Капитан разрешил юнге Уиллу сойти на берег после ходатайства мистера Трелони и доктора Легга, которые обещали присмотреть за мальчиком. Сейчас юнгу «штормило» с непривычки, и джентльмены, которых тоже «штормило» в разной степени, не торопились сразу уйти от шлюпки.
Мистер Трелони посмотрел на океан, и тот показался ему не огромным количеством воды, а огромным количеством света: океан, впитавший в себя, казалось, всё африканское солнце, нёс такую ослепительную, такую пронзительную бирюзовую ясность, что сквайр готов был поклясться – вот сейчас он залезет на самый дальний камень в воде, приставит руку козырьком к глазам, прищурится и легко различит прямо перед собой берег Америки.
Капитан присмотрелся к сквайру и спросил:
– Что, мистер Трелони? Хотите Америку увидеть?
Сквайр удивлённо вскинул глаза на капитана.
Тот скупо улыбнулся и добавил:
– Америку надо смотреть на мысе Альмади – самой западной точке полуострова Зелёный мыс и самой крайней точке Западной Африки… Там такая чистота воздуха, что так и кажется: приставишь зрительную трубу к глазу – и вот она, далёкая Америка, до которой, между прочим, ещё плыть и плыть.
К ним уже бежали чернокожие женщины, размахивая жёлтыми кудахтающими курами, и чернокожие женщины с корзинками, полными каких-то плодов. За женщинами тяжело шли чернокожие мужчины с носилками.
Сквайр пригляделся и спросил:
– Да что они такое к нам тащат?.. На носилках?
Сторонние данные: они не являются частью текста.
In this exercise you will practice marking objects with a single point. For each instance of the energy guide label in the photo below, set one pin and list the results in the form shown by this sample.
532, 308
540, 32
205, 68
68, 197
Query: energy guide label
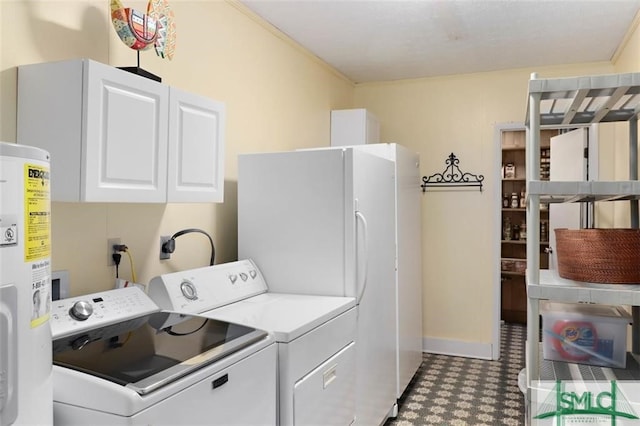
8, 230
37, 212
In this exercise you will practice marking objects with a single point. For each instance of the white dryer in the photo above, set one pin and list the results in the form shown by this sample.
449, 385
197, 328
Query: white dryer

– Похоже, что это нильский окунь из реки Сенегал, – ответил капитан. – Самая крупная хищная рыба Африки.
Тут капитан посмотрел на юнгу Уилла и подморгнул ему, – при этом довольный юнга зарделся от такого внимания.
– И здешние средние окушки будут ростом побольше нашего юнги, – сказал капитан.
– Не может быть! – поразился сквайр.
– Может, мистер Трелони, – подтвердил доктор. – А крупные окушки будут ростом с меня… Да вот, сами смотрите!
На носилках у туземцев, в самом деле, лежали огромные рыбы в рост человека с серебристым телом, вытянутой большой головой и выпученными крупными глазами. Было даже непонятно, как туземцы умудряются нести вдвоём такую тушу. Капитан закричал коку Шиле, подплывающему на второй шлюпке, и замахал ему рукой, потом он взял за плечо одного туземца и показал ему рукой на кока, который замахал капитану в ответ. Туземец понимающе кивнул и стал ждать приближающуюся шлюпку. Вокруг него остановились притихшие женщины, которые уже не размахивали своими курами, а перетаптывались с ноги на ногу, с нетерпением поглядывая на шлюпку.
– Ну, пойдёмте, – сказал капитан.
И сквайр, доктор Легг, юнга Уилл, Платон, капитан и ещё два матроса пошли по пологому, низкому берегу в форт Сен-Луи, обходя кучи плавника и морской травы. Чайки, большие белые пеликаны и какие-то сине-чёрные птицы с длинным и тонким телом взмывали в небо при их приближении. Светлый мокрый песок был густо усеян кучками человеческих экскрементов, следами птичьих лап и ещё чьими-то извилисто-гладкими следами, увидев которые, мистер Трелони остановился в оторопи.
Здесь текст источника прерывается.